Internet gambling harmful to minorities
Years ago, big city visitors often came across an enticing scene on certain street corners. A crowd of people standing in wonder as someone – typically called the “mark” – tried to pick the “money” card out of three cards laying face-down on a cardboard box. Pick the right card, you win.
Chances weren’t very good, of course, and a lot of folks lost money playing that old confidence game until Congress – and an ambitious young Attorney General named Robert F. Kennedy – began to crack down on illegal gambling and organized crime in the 1950s. The result was a package of bills, including The Wire Act, that Kennedy pushed through Congress in 1961 to keep the mob from exploiting citizens and laundering money through its illegal gambling operations.
{mosads}For more than 50 years, Kennedy’s law was interpreted broadly to cover all forms of gambling, including the online variety which came into vogue a decade or so ago. This all changed, however, when the Justice Department – without consulting Congress and with little apparent appreciation for the legislative history or public policy behind the Wire Act – issued an opinion that the Act no longer applies to most kinds of Internet gambling.
This new interpretation, issued with little fanfare two days before Christmas in 2011, runs directly counter to the Justice Department’s own long-held interpretation, and opens the door for the unfettered U.S. expansion of Internet gambling by States looking to dig out of holes created by the economic downturn.
According to numerous reports, these DOJ lawyers were acting at the request of a small number of state lottery officials hoping to sell lottery and scratch-off tickets and offer other gambling games over the Internet. Now I certainly concede that state lotteries have helped improve a lot of people’s lives through its targeted funding initiatives. But common sense tells me there should be limits. And in my opinion, making lottery tickets and other casino games available 24/7 on cell phones, tablets and personal computers takes gambling – and lotteries — too far.
Having previously served as an African American mayor for a large urban area, I have had lingering concerns that poor people and minorities may be especially vulnerable when it comes to gambling.

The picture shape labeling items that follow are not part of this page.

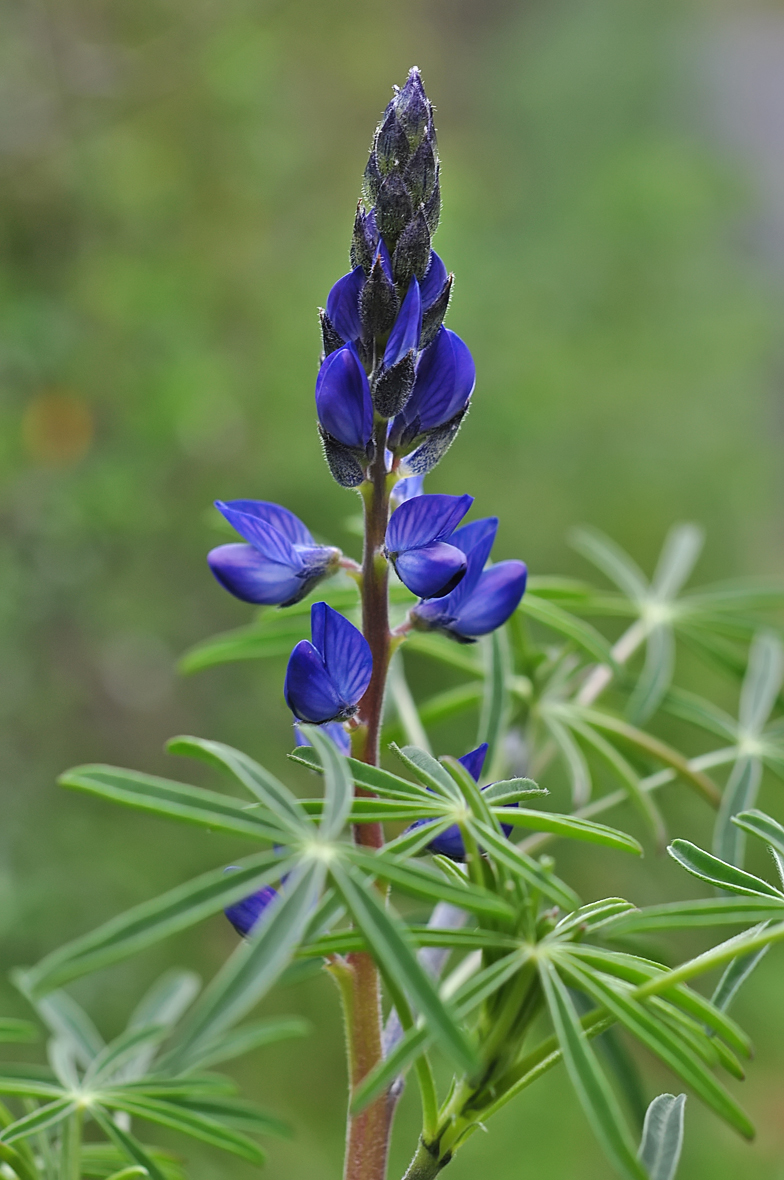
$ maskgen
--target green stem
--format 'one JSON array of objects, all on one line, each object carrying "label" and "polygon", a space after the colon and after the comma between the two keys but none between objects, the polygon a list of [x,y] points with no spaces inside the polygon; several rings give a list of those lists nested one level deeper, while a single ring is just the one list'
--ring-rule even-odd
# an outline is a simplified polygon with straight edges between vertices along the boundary
[{"label": "green stem", "polygon": [[[375,455],[370,478],[362,485],[365,503],[365,551],[362,555],[362,632],[373,656],[371,682],[359,706],[354,730],[355,756],[378,766],[384,693],[390,667],[388,566],[384,539],[390,512],[385,463],[386,422],[374,431]],[[357,794],[371,792],[357,788]],[[355,824],[354,841],[380,848],[380,824]],[[383,1053],[381,985],[378,969],[365,951],[351,953],[333,970],[342,997],[346,1021],[349,1093],[380,1063]],[[344,1180],[385,1180],[394,1100],[383,1094],[359,1114],[348,1113]]]}]

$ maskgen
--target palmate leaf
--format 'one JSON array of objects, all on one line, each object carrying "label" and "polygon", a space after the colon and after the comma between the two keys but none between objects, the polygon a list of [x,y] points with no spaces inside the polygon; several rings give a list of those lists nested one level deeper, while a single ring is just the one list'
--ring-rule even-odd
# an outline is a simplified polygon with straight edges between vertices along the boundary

Several studies from extremely credible sources seem to bear this out.
A 2009 study by the National Institute of Health (NIH) finds that African Americans are nearly twice as likely to be “disordered gamblers” compared to the white population; and low income wage earners making less than $20,000 are five times as likely to have such addiction issues compared to their higher-earning brethren making more than $70,000 per year.
When it comes to lotteries, a University of Buffalo study shows that persons in the bottom fifth of the economic ladder are more likely than other segments of the population to play the lottery. African Americans, males, Native Americans, and folks living in the most economically disadvantaged neighborhoods tend to play the lottery to greater degrees than the general population.
Interestingly – and this has particular relevance to the current debate over internet gambling – Pew Internet Research suggests that minority communities are uniquely susceptible to the threat posed by 24/7 access to Internet gambling, finding that African Americans and Latinos are more likely than whites to both own a smartphone and count on those phones for uses other than making calls.
Bobby Kennedy and Congress seemed to have understood much of this back in 1961 when they made the Wire Act the law of the land. Indeed, the legislative history shows that Kennedy and Congress hoped to stamp out those “numbers” games which seemed to be ubiquitous on street corners in poorer neighborhoods of the era.
Unfortunately, it doesn’t appear that the DOJ took any of this into account when they reversed course and effectively legalized Internet gambling when no one was watching. It’s time for Congress to re-assert its policy-making role by putting the teeth back in the Wire Act until it can fully weigh the policy implications of making internet gambling so easily available in our communities.
Webb is the former mayor of Denver and a national co-chair of the Coalition to Stop Internet Gambling, an effort funded in part by Las Vegas casino billionaire Sheldon Adelson.